Balanced Random Sample With Replacement
Source:R/1-sampling-functions.R
balancedSampleWithReplacement.Rd
Takes a balanced sample with replacement from the population. See the Details section below for further information.
Arguments
- strata
vector of stratification variables. The population size is
length(strata)
- n
positive integer value, the sample size
- prob
(optional) vector of positive numeric values, the probability weights for obtaining the
strata
elements.

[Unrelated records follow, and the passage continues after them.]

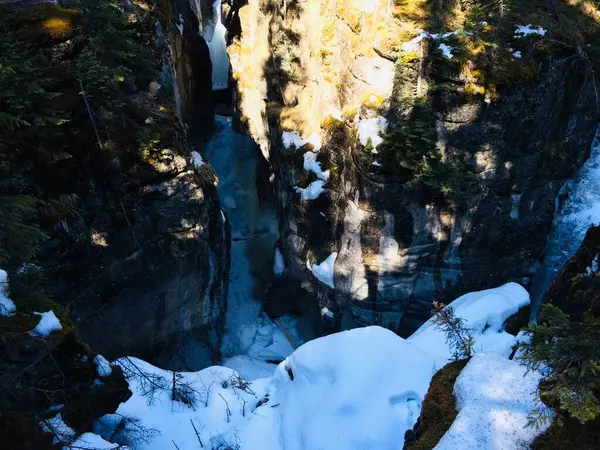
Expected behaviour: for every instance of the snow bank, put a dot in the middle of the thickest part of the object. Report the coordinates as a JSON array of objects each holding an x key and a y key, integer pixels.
[
  {"x": 102, "y": 366},
  {"x": 359, "y": 389},
  {"x": 484, "y": 313},
  {"x": 312, "y": 165},
  {"x": 91, "y": 441},
  {"x": 48, "y": 324},
  {"x": 526, "y": 30},
  {"x": 494, "y": 397},
  {"x": 351, "y": 390},
  {"x": 197, "y": 160},
  {"x": 312, "y": 191},
  {"x": 293, "y": 139},
  {"x": 224, "y": 412},
  {"x": 335, "y": 113},
  {"x": 324, "y": 271},
  {"x": 7, "y": 306},
  {"x": 371, "y": 129}
]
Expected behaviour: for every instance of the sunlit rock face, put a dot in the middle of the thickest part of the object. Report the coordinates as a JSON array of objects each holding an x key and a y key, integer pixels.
[{"x": 323, "y": 75}]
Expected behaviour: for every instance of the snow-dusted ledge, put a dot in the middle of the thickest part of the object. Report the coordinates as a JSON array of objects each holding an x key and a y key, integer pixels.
[{"x": 333, "y": 392}]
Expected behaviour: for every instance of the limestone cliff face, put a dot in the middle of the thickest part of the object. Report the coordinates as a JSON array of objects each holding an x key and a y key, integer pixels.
[
  {"x": 320, "y": 70},
  {"x": 143, "y": 269}
]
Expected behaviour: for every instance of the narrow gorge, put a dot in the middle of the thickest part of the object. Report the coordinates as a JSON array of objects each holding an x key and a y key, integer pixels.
[{"x": 299, "y": 224}]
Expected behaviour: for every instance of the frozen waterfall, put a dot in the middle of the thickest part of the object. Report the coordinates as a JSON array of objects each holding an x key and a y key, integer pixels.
[
  {"x": 573, "y": 217},
  {"x": 217, "y": 46}
]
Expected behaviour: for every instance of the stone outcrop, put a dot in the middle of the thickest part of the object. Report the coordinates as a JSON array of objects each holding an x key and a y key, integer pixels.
[
  {"x": 137, "y": 250},
  {"x": 576, "y": 289},
  {"x": 401, "y": 243}
]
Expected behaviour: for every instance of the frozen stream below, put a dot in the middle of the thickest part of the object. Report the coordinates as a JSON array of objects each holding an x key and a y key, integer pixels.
[{"x": 251, "y": 338}]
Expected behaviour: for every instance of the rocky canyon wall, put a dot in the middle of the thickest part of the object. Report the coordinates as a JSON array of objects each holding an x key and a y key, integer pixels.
[{"x": 319, "y": 82}]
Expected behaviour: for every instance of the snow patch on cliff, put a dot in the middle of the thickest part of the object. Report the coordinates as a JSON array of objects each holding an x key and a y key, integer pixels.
[
  {"x": 47, "y": 324},
  {"x": 312, "y": 191},
  {"x": 332, "y": 392},
  {"x": 494, "y": 398},
  {"x": 484, "y": 313},
  {"x": 324, "y": 271},
  {"x": 371, "y": 129}
]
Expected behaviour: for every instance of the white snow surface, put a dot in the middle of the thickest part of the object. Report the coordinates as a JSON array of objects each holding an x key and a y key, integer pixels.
[
  {"x": 494, "y": 397},
  {"x": 324, "y": 271},
  {"x": 91, "y": 441},
  {"x": 484, "y": 313},
  {"x": 526, "y": 30},
  {"x": 358, "y": 389},
  {"x": 3, "y": 283},
  {"x": 48, "y": 324},
  {"x": 7, "y": 306},
  {"x": 278, "y": 263},
  {"x": 312, "y": 165},
  {"x": 312, "y": 191},
  {"x": 350, "y": 390},
  {"x": 446, "y": 50},
  {"x": 293, "y": 139},
  {"x": 217, "y": 47},
  {"x": 197, "y": 160},
  {"x": 336, "y": 113},
  {"x": 371, "y": 129},
  {"x": 102, "y": 366}
]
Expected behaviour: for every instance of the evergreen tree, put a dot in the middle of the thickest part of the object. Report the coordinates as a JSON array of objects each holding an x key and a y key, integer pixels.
[
  {"x": 568, "y": 354},
  {"x": 458, "y": 335}
]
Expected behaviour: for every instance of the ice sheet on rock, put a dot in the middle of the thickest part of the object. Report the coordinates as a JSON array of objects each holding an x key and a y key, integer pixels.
[
  {"x": 102, "y": 366},
  {"x": 254, "y": 227},
  {"x": 3, "y": 283},
  {"x": 90, "y": 441},
  {"x": 250, "y": 368},
  {"x": 7, "y": 306},
  {"x": 526, "y": 30},
  {"x": 312, "y": 191},
  {"x": 48, "y": 324},
  {"x": 278, "y": 263},
  {"x": 294, "y": 139},
  {"x": 350, "y": 390},
  {"x": 494, "y": 398},
  {"x": 217, "y": 47},
  {"x": 197, "y": 160},
  {"x": 371, "y": 129},
  {"x": 312, "y": 165},
  {"x": 484, "y": 313},
  {"x": 324, "y": 271}
]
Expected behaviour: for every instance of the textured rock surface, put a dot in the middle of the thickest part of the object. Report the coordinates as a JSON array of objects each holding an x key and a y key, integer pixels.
[
  {"x": 576, "y": 289},
  {"x": 143, "y": 268},
  {"x": 400, "y": 244}
]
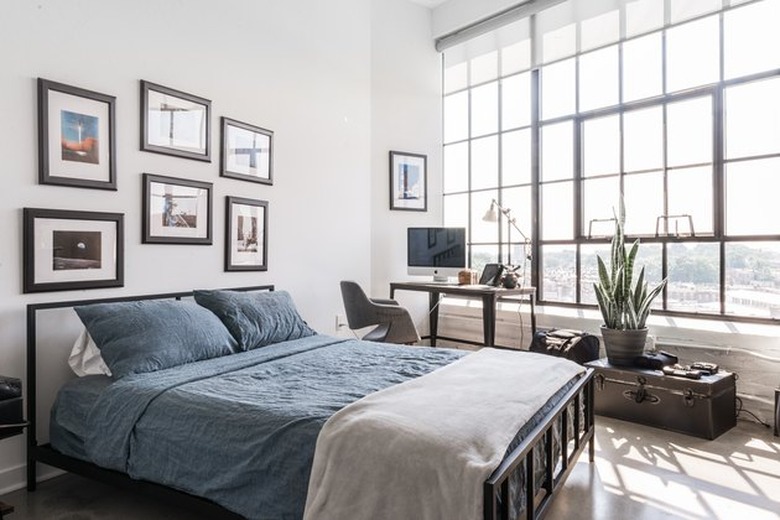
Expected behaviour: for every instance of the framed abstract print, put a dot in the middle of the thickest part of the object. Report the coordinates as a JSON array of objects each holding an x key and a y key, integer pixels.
[
  {"x": 175, "y": 123},
  {"x": 76, "y": 137},
  {"x": 408, "y": 181},
  {"x": 176, "y": 211},
  {"x": 247, "y": 152},
  {"x": 66, "y": 250},
  {"x": 246, "y": 241}
]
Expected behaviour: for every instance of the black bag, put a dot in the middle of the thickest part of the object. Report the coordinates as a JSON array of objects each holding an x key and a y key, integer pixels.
[{"x": 575, "y": 345}]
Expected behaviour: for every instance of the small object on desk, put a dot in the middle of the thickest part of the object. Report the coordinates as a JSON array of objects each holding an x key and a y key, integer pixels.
[{"x": 467, "y": 277}]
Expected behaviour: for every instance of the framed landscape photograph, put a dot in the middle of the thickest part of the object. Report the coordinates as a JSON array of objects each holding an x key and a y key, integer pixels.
[
  {"x": 408, "y": 181},
  {"x": 246, "y": 242},
  {"x": 66, "y": 250},
  {"x": 247, "y": 152},
  {"x": 76, "y": 137},
  {"x": 175, "y": 123},
  {"x": 176, "y": 211}
]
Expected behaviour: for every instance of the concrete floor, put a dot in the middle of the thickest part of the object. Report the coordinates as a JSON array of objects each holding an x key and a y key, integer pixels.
[{"x": 640, "y": 473}]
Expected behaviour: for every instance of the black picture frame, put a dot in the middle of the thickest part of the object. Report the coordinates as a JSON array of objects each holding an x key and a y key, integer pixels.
[
  {"x": 76, "y": 137},
  {"x": 68, "y": 250},
  {"x": 242, "y": 253},
  {"x": 188, "y": 134},
  {"x": 258, "y": 163},
  {"x": 408, "y": 181},
  {"x": 176, "y": 211}
]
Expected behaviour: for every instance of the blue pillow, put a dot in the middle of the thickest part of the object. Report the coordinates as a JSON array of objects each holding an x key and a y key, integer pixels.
[
  {"x": 256, "y": 319},
  {"x": 149, "y": 335}
]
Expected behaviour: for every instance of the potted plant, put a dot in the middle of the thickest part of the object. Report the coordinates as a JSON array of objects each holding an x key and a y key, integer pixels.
[{"x": 623, "y": 302}]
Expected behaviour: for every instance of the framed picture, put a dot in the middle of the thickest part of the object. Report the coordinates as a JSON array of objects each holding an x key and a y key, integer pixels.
[
  {"x": 76, "y": 137},
  {"x": 246, "y": 242},
  {"x": 176, "y": 211},
  {"x": 175, "y": 123},
  {"x": 247, "y": 152},
  {"x": 65, "y": 250},
  {"x": 408, "y": 181}
]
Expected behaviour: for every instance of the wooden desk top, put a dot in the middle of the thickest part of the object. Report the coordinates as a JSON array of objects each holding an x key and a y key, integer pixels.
[{"x": 462, "y": 290}]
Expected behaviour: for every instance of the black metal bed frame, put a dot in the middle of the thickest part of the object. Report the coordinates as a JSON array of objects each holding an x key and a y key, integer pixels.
[{"x": 496, "y": 488}]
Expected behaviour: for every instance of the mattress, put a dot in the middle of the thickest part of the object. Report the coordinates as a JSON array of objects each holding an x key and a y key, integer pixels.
[{"x": 239, "y": 430}]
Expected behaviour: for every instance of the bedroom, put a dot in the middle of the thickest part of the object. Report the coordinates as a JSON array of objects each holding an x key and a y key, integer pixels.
[{"x": 339, "y": 83}]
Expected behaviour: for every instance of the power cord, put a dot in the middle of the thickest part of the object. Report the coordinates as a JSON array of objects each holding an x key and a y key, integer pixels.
[{"x": 740, "y": 410}]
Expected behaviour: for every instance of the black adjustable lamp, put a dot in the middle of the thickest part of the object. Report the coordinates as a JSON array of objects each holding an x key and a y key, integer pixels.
[{"x": 491, "y": 215}]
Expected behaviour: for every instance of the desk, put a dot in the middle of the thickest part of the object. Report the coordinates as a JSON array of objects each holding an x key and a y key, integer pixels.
[{"x": 490, "y": 297}]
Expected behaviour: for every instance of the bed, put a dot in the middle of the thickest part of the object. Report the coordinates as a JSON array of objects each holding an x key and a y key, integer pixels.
[{"x": 267, "y": 407}]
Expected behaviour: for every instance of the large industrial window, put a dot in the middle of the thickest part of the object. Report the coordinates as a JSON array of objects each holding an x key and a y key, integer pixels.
[{"x": 672, "y": 104}]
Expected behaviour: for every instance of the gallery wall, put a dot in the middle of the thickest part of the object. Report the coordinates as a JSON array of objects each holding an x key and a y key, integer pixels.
[{"x": 300, "y": 68}]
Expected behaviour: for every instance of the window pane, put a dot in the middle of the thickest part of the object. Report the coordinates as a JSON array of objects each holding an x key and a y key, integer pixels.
[
  {"x": 516, "y": 101},
  {"x": 685, "y": 9},
  {"x": 456, "y": 77},
  {"x": 690, "y": 193},
  {"x": 557, "y": 151},
  {"x": 599, "y": 197},
  {"x": 644, "y": 198},
  {"x": 689, "y": 127},
  {"x": 557, "y": 211},
  {"x": 642, "y": 67},
  {"x": 753, "y": 119},
  {"x": 558, "y": 89},
  {"x": 749, "y": 209},
  {"x": 600, "y": 30},
  {"x": 752, "y": 281},
  {"x": 749, "y": 33},
  {"x": 519, "y": 201},
  {"x": 456, "y": 117},
  {"x": 643, "y": 132},
  {"x": 558, "y": 265},
  {"x": 516, "y": 57},
  {"x": 482, "y": 231},
  {"x": 456, "y": 211},
  {"x": 516, "y": 157},
  {"x": 692, "y": 54},
  {"x": 484, "y": 109},
  {"x": 456, "y": 171},
  {"x": 481, "y": 255},
  {"x": 693, "y": 278},
  {"x": 644, "y": 16},
  {"x": 484, "y": 68},
  {"x": 599, "y": 84},
  {"x": 601, "y": 145},
  {"x": 484, "y": 163}
]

If provided, it must be the same length asstrata
Details
This function works when the number of elements per stratum (given by the
sample size n
divided by the number of groups in strata
) is
less/greater than the number of elements in the minority group in
strata
, by taking independent samples with replacement from each group.
References
He and Garcia, Learning from Imbalanced Data, IEEE Transactions on Knowledge and Data Engineering (2009)
Examples
#Set seed for reproducibility
set.seed(seed = 5381L)
#Define strata
strata = c(rep("a", 3),rep("b", 6))
#Check ratio
table(strata)/length(strata)
#> strata
#> a b
#> 0.3333333 0.6666667
#Balanced random sample with replacement
i = balancedSampleWithReplacement(
strata = strata,
n = 8
)
#Check indices
i
#> [1] 1 3 4 2 1 6 7 7
#Check ratio in the sample
table(strata[i])/length(strata[i])
#>
#> a b
#> 0.5 0.5